The isolated communist state has said it will send a satellite into space between April 4 and April 8. It has warned that any effort to stop the launch would be treated as an act of war. The US, Japan, and South Korea say the launch would violate a UN-ordered ban on such activity.
Citing a senior US military official, CNN reports that North Korea has begun fueling the missile and may be days away from firing it into space. A satellite image shows a rocket on a launch pad with a payload on its upper section that is covered up. North Korea has said that it wants to launch a "communications satellite," but the US says this is an excuse for testing a long-range missile that is capable of hitting Alaska.
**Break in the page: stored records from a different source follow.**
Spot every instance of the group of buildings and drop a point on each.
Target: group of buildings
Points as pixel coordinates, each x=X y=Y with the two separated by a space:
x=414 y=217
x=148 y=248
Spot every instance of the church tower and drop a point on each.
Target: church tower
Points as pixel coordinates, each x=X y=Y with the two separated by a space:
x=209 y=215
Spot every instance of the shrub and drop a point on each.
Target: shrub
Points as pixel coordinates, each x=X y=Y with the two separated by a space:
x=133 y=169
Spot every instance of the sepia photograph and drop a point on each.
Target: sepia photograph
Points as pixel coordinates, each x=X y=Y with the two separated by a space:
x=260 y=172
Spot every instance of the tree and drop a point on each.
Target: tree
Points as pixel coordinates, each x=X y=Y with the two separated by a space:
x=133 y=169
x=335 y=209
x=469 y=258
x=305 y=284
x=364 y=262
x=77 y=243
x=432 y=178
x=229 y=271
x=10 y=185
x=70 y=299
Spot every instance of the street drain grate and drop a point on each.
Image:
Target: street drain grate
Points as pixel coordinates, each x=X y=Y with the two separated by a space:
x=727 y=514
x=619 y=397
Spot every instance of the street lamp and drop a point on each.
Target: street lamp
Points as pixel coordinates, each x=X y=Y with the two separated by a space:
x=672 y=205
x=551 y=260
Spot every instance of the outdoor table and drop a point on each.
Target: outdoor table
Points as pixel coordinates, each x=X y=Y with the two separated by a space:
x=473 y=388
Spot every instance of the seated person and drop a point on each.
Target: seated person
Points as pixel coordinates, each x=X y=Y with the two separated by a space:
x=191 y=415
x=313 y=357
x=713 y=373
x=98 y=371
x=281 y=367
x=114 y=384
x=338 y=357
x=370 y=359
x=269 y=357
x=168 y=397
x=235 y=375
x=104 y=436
Japan has mobilized its self-defense forces to shoot down any debris from the missile. North Korea said Thursday that it would respond with a "retaliatory strike" against Japan if it intercepted its satellite, Xinhua reported. The Army's General Staff said in a statement carried on an official newswire that North Korea would not allow anyone to interfere.
The statement reiterated that the exploration of the space for peaceful purpose is a legitimate right of a sovereignty country and the DPRK will not allow any interference from anyone to its launch. It also warned the United States to withdraw its missile guided destroyers... And South Korea should "refrain from disturbing the launch."
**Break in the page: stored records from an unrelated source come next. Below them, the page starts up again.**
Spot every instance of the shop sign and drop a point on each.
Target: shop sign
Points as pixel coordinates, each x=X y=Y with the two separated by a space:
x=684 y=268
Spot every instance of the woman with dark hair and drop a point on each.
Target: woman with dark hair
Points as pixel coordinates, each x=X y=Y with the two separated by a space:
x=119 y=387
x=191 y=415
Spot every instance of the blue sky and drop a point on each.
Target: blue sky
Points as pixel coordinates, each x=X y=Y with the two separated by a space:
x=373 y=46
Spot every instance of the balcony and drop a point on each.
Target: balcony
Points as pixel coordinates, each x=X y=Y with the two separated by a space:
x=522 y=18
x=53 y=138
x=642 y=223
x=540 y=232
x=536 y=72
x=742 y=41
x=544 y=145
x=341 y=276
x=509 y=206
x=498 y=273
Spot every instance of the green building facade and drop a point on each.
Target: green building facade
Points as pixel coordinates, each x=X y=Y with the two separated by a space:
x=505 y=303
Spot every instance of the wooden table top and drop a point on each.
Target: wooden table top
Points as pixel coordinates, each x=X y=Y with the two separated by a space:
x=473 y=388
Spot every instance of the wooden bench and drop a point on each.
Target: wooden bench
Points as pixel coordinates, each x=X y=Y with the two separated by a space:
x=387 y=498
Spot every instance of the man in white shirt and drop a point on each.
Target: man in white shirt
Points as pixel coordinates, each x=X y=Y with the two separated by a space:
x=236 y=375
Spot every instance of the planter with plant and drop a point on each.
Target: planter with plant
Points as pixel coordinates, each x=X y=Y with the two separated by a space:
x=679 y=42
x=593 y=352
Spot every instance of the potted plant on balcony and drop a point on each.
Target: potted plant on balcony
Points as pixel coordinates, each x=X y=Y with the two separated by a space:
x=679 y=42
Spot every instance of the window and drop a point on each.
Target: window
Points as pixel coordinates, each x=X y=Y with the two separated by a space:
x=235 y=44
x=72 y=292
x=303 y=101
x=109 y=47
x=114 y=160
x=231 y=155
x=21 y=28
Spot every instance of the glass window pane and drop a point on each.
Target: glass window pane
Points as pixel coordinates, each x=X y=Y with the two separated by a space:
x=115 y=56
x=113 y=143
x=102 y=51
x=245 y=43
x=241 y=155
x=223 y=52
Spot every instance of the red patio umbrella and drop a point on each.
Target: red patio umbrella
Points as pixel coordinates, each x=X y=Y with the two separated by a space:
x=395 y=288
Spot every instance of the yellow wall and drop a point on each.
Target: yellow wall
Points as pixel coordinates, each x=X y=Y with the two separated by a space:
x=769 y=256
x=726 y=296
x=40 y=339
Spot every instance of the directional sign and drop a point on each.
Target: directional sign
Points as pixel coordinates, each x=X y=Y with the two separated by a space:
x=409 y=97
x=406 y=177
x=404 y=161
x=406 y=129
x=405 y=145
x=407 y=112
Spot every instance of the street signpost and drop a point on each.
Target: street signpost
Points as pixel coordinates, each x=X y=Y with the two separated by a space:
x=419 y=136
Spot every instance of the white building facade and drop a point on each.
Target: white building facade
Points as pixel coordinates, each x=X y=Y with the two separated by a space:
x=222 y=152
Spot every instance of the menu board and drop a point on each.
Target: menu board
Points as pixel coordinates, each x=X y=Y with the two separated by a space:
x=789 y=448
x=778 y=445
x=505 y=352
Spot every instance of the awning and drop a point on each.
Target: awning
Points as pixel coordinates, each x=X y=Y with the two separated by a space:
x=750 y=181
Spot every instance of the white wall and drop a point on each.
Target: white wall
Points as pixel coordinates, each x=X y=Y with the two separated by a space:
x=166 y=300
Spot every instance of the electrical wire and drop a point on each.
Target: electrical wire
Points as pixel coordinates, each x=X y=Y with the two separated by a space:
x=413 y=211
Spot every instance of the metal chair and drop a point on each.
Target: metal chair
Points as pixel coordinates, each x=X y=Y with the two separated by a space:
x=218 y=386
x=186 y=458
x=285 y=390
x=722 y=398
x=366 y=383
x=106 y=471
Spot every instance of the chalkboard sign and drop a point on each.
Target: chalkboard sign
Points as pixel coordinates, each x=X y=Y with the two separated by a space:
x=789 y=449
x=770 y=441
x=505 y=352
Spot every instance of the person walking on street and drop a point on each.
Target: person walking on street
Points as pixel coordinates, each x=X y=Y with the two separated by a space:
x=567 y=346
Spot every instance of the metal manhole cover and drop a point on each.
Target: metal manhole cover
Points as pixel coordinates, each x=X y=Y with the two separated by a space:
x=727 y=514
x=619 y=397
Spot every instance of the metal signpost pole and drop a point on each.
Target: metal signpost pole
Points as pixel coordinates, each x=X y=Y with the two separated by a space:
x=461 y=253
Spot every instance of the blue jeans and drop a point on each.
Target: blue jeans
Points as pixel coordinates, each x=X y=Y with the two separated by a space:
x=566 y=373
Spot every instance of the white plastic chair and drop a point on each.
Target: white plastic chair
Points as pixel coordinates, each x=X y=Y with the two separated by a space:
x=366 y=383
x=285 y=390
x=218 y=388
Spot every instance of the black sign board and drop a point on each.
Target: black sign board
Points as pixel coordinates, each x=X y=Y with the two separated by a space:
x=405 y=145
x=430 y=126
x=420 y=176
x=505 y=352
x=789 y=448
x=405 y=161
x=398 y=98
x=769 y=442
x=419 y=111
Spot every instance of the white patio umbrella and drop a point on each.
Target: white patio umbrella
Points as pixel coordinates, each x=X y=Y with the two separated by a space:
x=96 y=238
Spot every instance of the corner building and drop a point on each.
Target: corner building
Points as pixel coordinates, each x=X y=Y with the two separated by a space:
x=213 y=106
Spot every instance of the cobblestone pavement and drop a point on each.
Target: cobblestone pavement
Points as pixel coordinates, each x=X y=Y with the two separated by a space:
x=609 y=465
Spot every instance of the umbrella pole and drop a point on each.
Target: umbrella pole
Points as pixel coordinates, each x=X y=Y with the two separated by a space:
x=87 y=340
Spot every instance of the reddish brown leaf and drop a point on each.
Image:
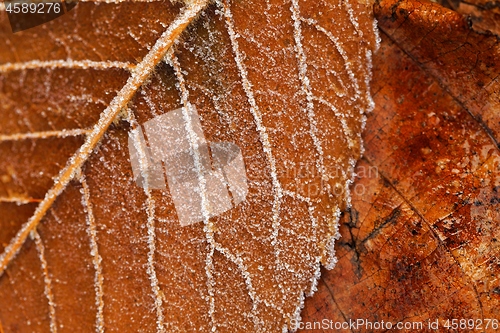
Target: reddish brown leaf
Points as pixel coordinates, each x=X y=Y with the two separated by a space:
x=421 y=241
North Korea has also threatened to down US spy planes that are monitoring the preparations for the missile launch, The Washington Post reports. In a radio broadcast, the government said it would "relentlessly shoot down" US reconnaissance aircraft.
Early this week, the United States, Japan and South Korea deployed ships with U.S.-made anti-missile systems to monitor the launch. But if the North Korean missile does send a satellite into orbit, these three countries have said they have no intention of trying to shoot it down.
Experts who have examined recent satellite photographs of the rocket said its payload is probably a satellite-like device.
"I am estimating a satellite weighing between 330 and 880 pounds," said Theodore Postol, a professor of science, technology and national security policy at the Massachusetts Institute of Technology.